教皇退位

 昨日、教皇ベネディクト16世が、枢機卿会議で退位を表明したとのニュースが流れた。85歳の年齢による身体的衰弱がその理由とのことである(前教皇ヨハネ・パウロ2世が84歳での逝去であったことを考えれば、個人差はあるとしても、高齢であることは間違いない)。第2バチカン公会議で活躍した世代の教皇の退位であり、ローマ・カトリック教会の一つの時代の終わりというべきかもしれない。ベネディクト16世はラッツィンガー枢機卿時代より、解放の神学の陣営に対抗する保守派の代表と見なされ、最近のローマ・カトリック教会の動向(それをどう評価するかは別にして)をリードしてきた人物であることは疑いない。次期教皇がどのような人物になるかは、ローマ・カトリック教会という巨大な宗教組織の今後にとって決定的な意味をもつことになるだろう。

 ベネディクト16世の思想については、枢機卿時代の2004年1月19日に、ミュンヘンで行ったハーバーマスとの討論会における両者の講演が翻訳されている。
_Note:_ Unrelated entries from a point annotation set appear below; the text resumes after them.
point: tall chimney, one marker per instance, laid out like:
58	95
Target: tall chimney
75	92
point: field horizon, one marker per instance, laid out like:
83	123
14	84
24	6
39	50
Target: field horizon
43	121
しばしば言及される有名な講演である。

ユルゲン・ハーバーマス、ヨーゼフ・ラッツィンガー
『ポスト世俗化時代の哲学と宗教』
岩波書店、2007年。

まえがき(フロリアン・シュラー)

民主主義法治国家における政治以前の基盤(ユルゲン・ハーバーマス)
 1 世俗化された立憲国家の、実践理性を源泉とした基礎づけ
 2 国家公民の連帯はどのようにして再生産されうるのか
 3 社会的な紐帯が切れてしまうならば
  付論
 4 二重で相互補完的な学習過程としての世俗化
 5 信仰を持った市民と世俗化された市民がどのように交流したらよいのか

世界を統べているもの──自由な国家における政治以前の道徳的基盤(ヨーゼフ・ラッツィンガー)
 1 権力と法
 2 権力の新たな形態、その抑制に関する新たな問い
 3 法の前提──法-自然-理性
 4 異文化対話とその帰するところ
 5 結論

著者について
〈訳者解説〉 変貌するカトリック教会とディスクルス倫理(三島憲一)
訳者あとがき

 討論内容は公開されていないが、この二つの講演から、現代という時代における宗教と世俗をめぐる問題状況を知ることができる。啓蒙主義とカトリシズムという一つの対立軸を形成してきた両者は、ポスト世俗という精神状況の中で、何を共有しどこで相違しているのか。これは、ヨーロッパ的状況のことか、あるいは世界規模の動向か。日本人がもっとも苦手とする問題かもしれない。